Lung cancer is the commonest cause of cancer death in the UK in both men and women resulting in 33,000 deaths per year.
There are 38,000 new cases in the UK each year with approximately 22,000 occurring in men and 16,000 in women with the gap continuing to close. Fifty years ago the ratio of men to women who developed lung cancer was 6:1 but this has now decreased to 7:5.
Smoking is responsible for greater than 80% of all cases of lung cancer. Other cancers are associated with passive smoking and smoke particle inhalation from wood and coal fires or cooking oils in confined areas.
There is also a risk from occupational exposure to asbestos, silica and chemicals released in chromate production and nickel refining.

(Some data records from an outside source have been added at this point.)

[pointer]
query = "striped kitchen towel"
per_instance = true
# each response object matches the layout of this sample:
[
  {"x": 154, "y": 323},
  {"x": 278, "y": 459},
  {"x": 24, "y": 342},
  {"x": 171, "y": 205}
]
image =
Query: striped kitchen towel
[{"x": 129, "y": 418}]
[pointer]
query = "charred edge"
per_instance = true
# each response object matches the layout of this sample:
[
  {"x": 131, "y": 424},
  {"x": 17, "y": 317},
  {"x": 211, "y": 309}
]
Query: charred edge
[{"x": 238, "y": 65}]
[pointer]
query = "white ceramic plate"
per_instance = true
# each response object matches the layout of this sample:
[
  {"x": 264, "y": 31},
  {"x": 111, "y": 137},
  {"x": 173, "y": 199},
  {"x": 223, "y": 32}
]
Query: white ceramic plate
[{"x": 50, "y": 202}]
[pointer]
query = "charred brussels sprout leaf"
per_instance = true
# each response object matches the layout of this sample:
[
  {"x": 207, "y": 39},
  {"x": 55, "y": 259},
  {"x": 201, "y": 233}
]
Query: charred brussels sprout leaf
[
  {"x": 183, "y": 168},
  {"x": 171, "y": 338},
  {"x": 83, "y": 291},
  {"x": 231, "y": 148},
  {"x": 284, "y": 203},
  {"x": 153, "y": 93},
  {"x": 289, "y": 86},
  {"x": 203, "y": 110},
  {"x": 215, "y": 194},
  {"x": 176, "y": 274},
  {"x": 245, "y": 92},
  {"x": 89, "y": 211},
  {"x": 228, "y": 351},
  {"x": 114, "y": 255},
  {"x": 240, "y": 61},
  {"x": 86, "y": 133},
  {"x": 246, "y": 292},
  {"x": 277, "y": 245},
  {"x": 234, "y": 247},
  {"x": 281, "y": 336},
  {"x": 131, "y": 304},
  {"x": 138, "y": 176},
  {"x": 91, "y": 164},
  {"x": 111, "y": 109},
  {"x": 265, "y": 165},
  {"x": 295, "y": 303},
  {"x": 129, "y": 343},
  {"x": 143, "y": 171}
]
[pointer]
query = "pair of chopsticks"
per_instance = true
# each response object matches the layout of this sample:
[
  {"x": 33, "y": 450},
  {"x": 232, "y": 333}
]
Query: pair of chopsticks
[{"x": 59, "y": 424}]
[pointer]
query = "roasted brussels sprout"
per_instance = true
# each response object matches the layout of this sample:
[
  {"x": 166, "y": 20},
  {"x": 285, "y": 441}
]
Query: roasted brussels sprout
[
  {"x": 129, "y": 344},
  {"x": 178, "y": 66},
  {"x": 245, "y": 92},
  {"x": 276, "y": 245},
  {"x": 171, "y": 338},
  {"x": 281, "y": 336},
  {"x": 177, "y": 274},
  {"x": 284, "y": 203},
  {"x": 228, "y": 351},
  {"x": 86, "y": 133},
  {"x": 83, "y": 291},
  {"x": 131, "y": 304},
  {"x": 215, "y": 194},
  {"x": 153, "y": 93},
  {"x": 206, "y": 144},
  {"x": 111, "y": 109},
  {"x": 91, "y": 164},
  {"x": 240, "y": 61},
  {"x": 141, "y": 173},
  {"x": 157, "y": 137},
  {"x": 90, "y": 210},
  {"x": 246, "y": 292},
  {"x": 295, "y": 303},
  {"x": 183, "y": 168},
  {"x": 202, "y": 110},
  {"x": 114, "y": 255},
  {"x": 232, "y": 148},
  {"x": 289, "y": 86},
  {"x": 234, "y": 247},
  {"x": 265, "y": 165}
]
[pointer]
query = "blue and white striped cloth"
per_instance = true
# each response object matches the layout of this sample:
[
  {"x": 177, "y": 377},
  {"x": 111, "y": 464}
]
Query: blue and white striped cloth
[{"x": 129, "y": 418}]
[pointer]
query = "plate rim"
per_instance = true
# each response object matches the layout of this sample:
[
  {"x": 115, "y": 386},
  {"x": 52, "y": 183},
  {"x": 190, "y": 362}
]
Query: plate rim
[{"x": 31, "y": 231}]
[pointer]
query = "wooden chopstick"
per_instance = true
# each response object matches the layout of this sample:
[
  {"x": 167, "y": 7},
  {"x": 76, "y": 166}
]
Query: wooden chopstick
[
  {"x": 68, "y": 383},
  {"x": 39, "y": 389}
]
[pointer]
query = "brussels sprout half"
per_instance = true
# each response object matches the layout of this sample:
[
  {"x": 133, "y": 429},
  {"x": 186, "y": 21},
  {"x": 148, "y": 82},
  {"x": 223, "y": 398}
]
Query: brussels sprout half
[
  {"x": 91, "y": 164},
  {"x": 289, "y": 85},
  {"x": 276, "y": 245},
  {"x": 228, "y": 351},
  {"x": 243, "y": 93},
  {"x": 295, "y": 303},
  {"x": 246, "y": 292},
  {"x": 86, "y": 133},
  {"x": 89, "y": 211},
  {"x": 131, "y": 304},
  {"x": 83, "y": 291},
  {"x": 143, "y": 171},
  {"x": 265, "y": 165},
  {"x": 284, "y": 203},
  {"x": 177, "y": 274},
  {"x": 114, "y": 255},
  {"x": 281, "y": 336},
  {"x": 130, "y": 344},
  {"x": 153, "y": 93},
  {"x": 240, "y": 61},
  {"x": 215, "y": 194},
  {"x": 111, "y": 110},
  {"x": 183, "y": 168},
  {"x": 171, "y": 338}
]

Uranium and tin miners are also at increased risk due to inhalation of radon gas.
The role of genetic susceptibility is not clear. Some have stated that if one member of a family had lung cancer then there is a 2.5 times increased risk of another developing it and this risk increases to 6 times if the lung cancer developed at a rarely young age (40-59 years). However, there appears to be no increased risk amongst identical or non-identical twins which suggests that environmental causes are much more responsible than genetic causes.
Increasing the amount of fruit and vegetables in the diet is associated with a reduction in lung cancer. However, researchers were surprised to find that taking supplements of beta carotene which smokers had low levels, resulted in an increase in lung cancer.
The type of treatment depends on how big the tumour is and whether it has spread locally to involve other structures in the chest or has spread further.
If the tumour remains local, then treatment with surgery or radiotherapy can be curative. If the tumour has spread, an attempt is made to control the tumour with a combination of radiotherapy and chemotherapy.